Trump Sued by 18 States Over Emergency Declaration
by Adam Klasfeld, Court House News, February 19, 2019
(CN) – A coalition of 16 states hit the Trump administration with a federal complaint on Presidents Day to stop what they called an executive order that steers billions of dollars to build a wall on the U.S.-Mexico border.
“Contrary to the will of Congress, the president has used the pretext of a manufactured ‘crisis’ of unlawful immigration to declare a national emergency and redirect federal dollars appropriated for drug interdiction, military construction, and law enforcement initiatives toward building a wall on the United States-Mexico border,” the 57-page complaint states.

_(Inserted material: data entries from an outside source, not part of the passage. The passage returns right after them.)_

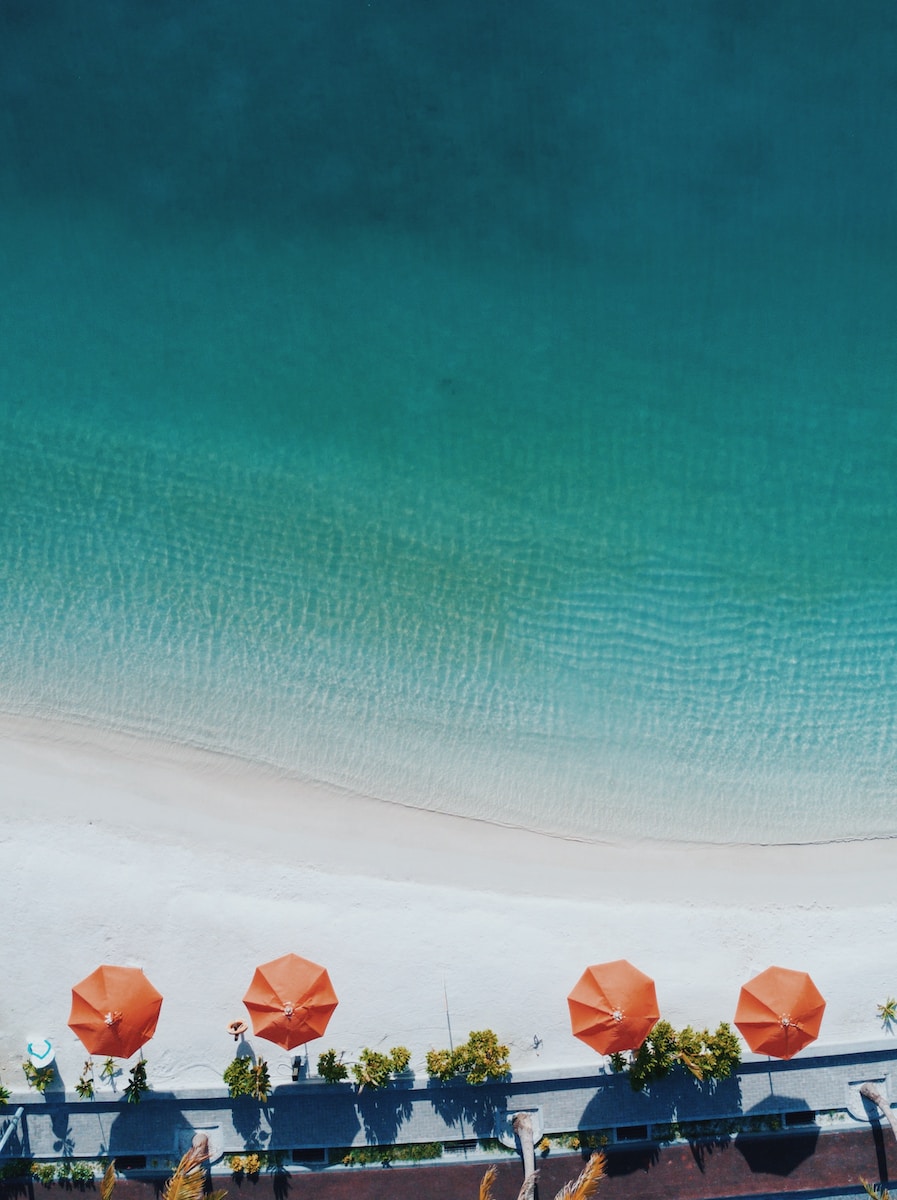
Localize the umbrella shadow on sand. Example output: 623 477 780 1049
735 1096 819 1176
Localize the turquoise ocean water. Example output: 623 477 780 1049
0 0 897 841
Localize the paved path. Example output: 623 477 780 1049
0 1129 897 1200
4 1043 897 1200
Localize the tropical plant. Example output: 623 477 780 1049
318 1050 349 1084
860 1084 897 1138
327 1141 443 1166
351 1046 411 1091
480 1153 606 1200
427 1030 511 1084
860 1178 891 1200
228 1154 261 1177
223 1055 271 1104
160 1146 227 1200
125 1058 150 1104
100 1158 115 1200
610 1021 741 1092
22 1058 56 1096
74 1058 95 1100
877 996 897 1033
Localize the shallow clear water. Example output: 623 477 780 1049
0 2 897 841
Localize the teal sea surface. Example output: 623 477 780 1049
0 0 897 841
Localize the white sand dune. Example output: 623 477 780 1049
0 718 897 1090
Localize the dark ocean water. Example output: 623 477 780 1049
0 0 897 840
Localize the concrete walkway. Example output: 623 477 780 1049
2 1042 897 1195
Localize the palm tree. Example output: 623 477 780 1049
100 1134 227 1200
480 1153 607 1200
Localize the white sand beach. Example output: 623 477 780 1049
0 718 897 1090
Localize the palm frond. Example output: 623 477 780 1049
100 1159 115 1200
554 1153 607 1200
480 1166 498 1200
860 1178 891 1200
517 1171 538 1200
162 1146 209 1200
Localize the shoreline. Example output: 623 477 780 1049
0 716 893 1090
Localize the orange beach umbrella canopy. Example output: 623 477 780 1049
243 954 339 1050
68 965 162 1058
735 967 825 1058
567 959 661 1054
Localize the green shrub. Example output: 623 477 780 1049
74 1058 95 1100
223 1055 271 1104
351 1046 411 1088
327 1141 443 1166
318 1050 349 1084
125 1058 150 1104
878 996 897 1032
427 1030 511 1084
22 1058 56 1096
610 1021 741 1092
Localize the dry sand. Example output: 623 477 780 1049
0 718 897 1090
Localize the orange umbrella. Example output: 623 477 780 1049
68 966 162 1058
243 954 338 1050
735 967 825 1058
567 959 661 1054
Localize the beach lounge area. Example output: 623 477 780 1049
0 721 895 1194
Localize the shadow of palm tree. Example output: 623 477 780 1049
735 1096 819 1175
355 1086 411 1146
427 1080 510 1139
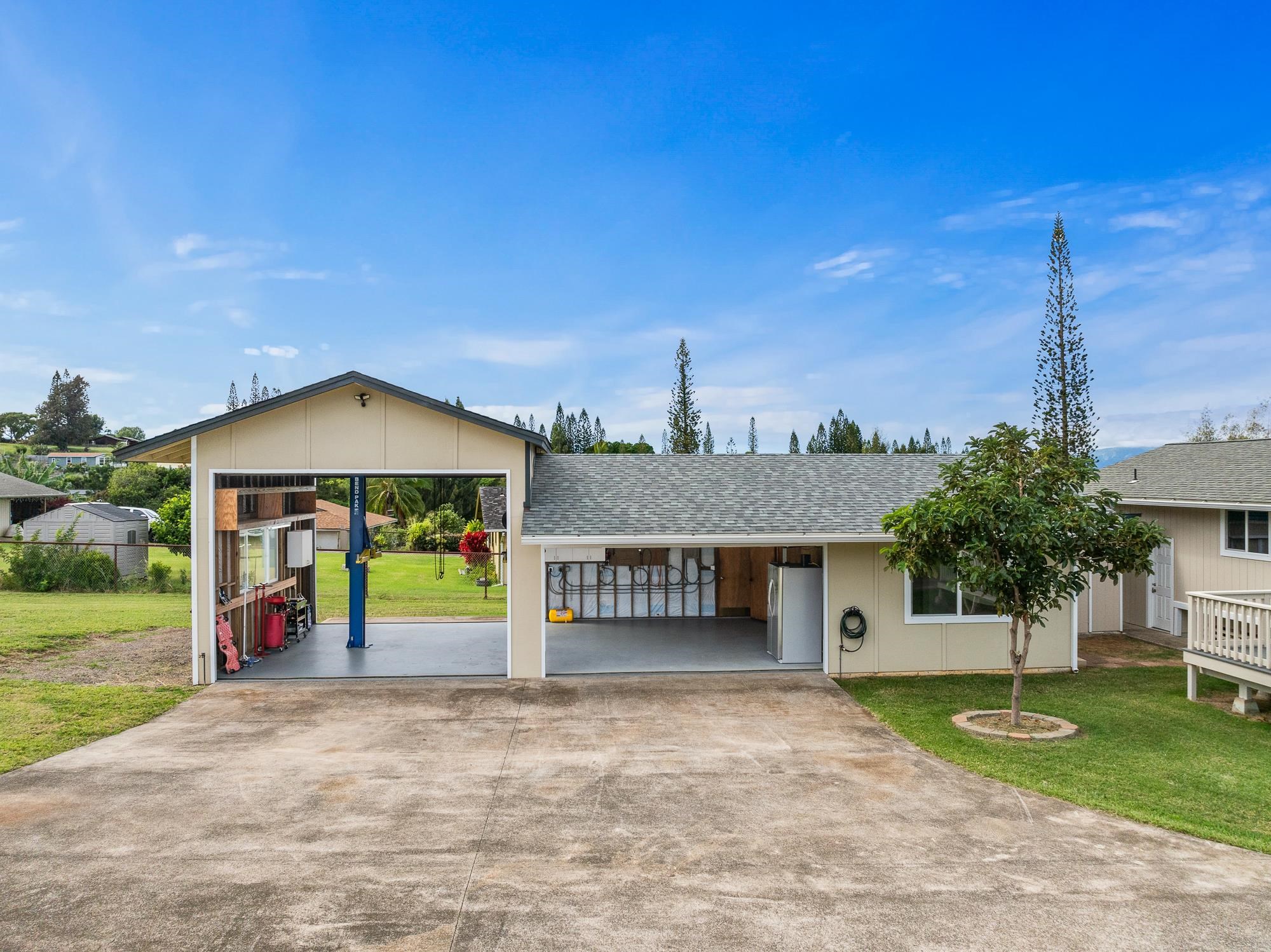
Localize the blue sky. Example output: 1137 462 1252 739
0 3 1271 451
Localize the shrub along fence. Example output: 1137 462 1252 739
0 539 189 592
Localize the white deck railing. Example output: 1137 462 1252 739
1187 591 1271 671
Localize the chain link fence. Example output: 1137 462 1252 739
0 539 191 592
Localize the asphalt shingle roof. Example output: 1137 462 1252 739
521 454 956 536
1098 440 1271 505
0 473 66 500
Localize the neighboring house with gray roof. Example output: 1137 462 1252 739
522 454 956 544
0 473 66 536
22 502 150 576
1079 440 1271 636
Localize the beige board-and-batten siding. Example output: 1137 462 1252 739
22 505 150 578
1113 503 1271 628
192 384 543 677
826 541 1071 675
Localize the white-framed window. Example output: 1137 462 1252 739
905 566 1007 624
1220 510 1271 559
239 527 278 592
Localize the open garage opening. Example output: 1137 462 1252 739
211 472 508 679
543 545 825 675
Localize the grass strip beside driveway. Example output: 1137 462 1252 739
0 591 189 658
0 680 200 773
839 667 1271 853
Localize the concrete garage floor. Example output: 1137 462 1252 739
547 618 821 675
0 674 1271 949
231 622 507 681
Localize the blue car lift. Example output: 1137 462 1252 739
344 477 371 648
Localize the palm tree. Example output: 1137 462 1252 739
366 477 425 525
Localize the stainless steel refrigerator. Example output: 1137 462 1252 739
768 562 825 665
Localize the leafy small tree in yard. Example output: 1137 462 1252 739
882 423 1166 726
150 489 189 555
1187 400 1271 442
666 337 702 452
0 411 36 442
0 452 64 489
1033 215 1098 458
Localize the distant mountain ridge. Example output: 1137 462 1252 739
1094 446 1157 469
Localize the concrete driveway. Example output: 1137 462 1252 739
0 674 1271 949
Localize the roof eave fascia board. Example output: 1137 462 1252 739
114 371 550 460
1118 497 1271 510
521 533 895 549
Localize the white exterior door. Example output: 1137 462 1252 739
1148 539 1174 634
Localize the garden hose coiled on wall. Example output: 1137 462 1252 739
839 605 868 655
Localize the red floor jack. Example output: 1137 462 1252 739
252 585 280 657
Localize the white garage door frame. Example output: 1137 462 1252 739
203 465 512 684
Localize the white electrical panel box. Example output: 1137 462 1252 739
287 529 314 568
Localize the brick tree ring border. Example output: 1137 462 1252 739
953 711 1078 741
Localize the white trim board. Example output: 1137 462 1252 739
203 465 512 684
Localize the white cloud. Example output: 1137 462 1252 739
812 248 892 278
252 268 329 281
71 367 136 384
1108 211 1183 231
459 334 573 367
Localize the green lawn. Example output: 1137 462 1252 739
840 667 1271 853
0 680 198 773
0 591 189 658
318 552 507 620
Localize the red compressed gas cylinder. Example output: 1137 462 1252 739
264 611 286 648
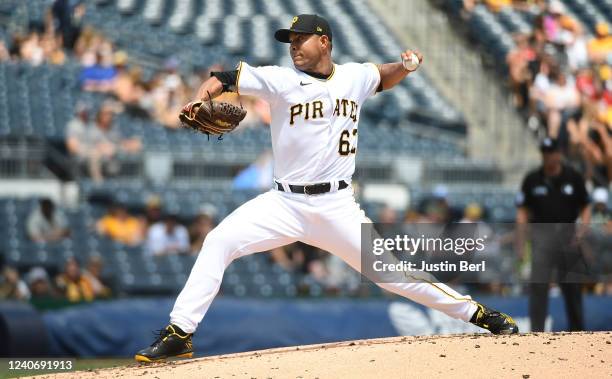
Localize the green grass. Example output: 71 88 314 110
0 358 136 378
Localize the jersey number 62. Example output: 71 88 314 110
338 129 357 156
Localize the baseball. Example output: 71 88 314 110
402 53 421 71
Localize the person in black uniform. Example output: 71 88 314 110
516 138 590 331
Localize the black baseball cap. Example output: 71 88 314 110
540 137 560 153
274 14 332 43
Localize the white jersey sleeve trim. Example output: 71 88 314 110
364 62 382 96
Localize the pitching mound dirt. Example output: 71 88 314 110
38 332 612 379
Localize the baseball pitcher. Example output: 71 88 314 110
135 14 518 362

California is the lead plaintiff in the case, which was filed Monday in San Francisco, and California Attorney General Xavier Becerra issued a statement that throws President Donald Trump’s own words back at him.
“President Trump treats the rule of law with utter contempt,” Bacerra said. “He knows there is no border crisis, he knows his emergency declaration is unwarranted, and he admits that he will likely lose this case in court.”
Like other legal challenges to the national-emergency declaration, the new lawsuit says Trump undermined the immediate necessity for a border wall in his own announcement Friday from the Rose Garden at the White House.
“I could do the wall over a longer period of time,” Trump had said Friday, as quoted in the complaint. “I didn’t need to do this. But I’d rather do it much faster.”
Federal government data also deflates Trump’s claims of a border crisis.
“Customs and Border Protection data show that unlawful entries are near 45-year lows,” the complaint notes. “The State Department recognizes there is a lack of credible evidence that terrorists are using the southern border to enter the United States. Federal data confirm that immigrants are less likely to commit crimes than are native-born Americans. CBP data demonstrate that dangerous drugs are much more likely to be smuggled through, not between, official ports of entry — rendering a border wall ineffectual at preventing their entry into this country.”
Public opinion data released today also shows that more than 6 out of 10 Americans oppose Trump’s national emergency declaration.
Though 85 percent of his Republic base support the plan, Democrats and Independents overwhelmingly oppose, according to an NPR/PBS NewsHour/Marist poll.
New York is a co-plaintiff in the suit, and state Attorney General Letitia James slammed Trump’s executive orders as “illegal and immoral.”
“Diverting necessary funds from real emergencies, crime-fighting activities, and military construction projects usurps congressional power and will hurt Americans across the country,” James said in a statement. “We will not stand for this abuse of power and will fight using every tool at our disposal.”
The morning after the lawsuit was filed, Trump fired off a tweet attacking the states opposing him and the court in which the fight landed.
“As I predicted, 16 states, led mostly by Open Border Democrats and the Radical Left, have filed a lawsuit in, of course, the 9th Circuit,” Trump said, referring to the San Francisco-based federal appeals court. “California, the state that has wasted billions of dollars on their out of control Fast Train, with no hope of completion, seems in charge!”
Other than California and New York, the states in the coalition are Colorado, Connecticut, Delaware, Hawaii, Illinois, Maine, Maryland, Michigan, Minnesota, Nevada, New Jersey, New Mexico, Oregon and Virginia. Each of them has a Democratic attorney general.
“If the administration were to use the funding sources identified in the executive actions, plaintiff states collectively stand to lose millions in federal funding that their national guard units receive for domestic drug interdiction and counter-drug activities, and millions of dollars received on an annual basis for law enforcement programs from the Treasury Forfeiture Fund, harming the public safety of plaintiff states,” the complaint states.
California and New Mexico, the two border states in the lawsuit, warn that the wall will threaten endangered wildlife.
The lawsuit alleges violations of the separation of powers, the appropriations clause of the Constitution, and the National Environmental Policy Act. The states also filed a separate claim for “ultra vires,” a Latin phrase describing an action done “beyond the powers.”
They seek a judicial declaration blocking the national emergency as unconstitutional.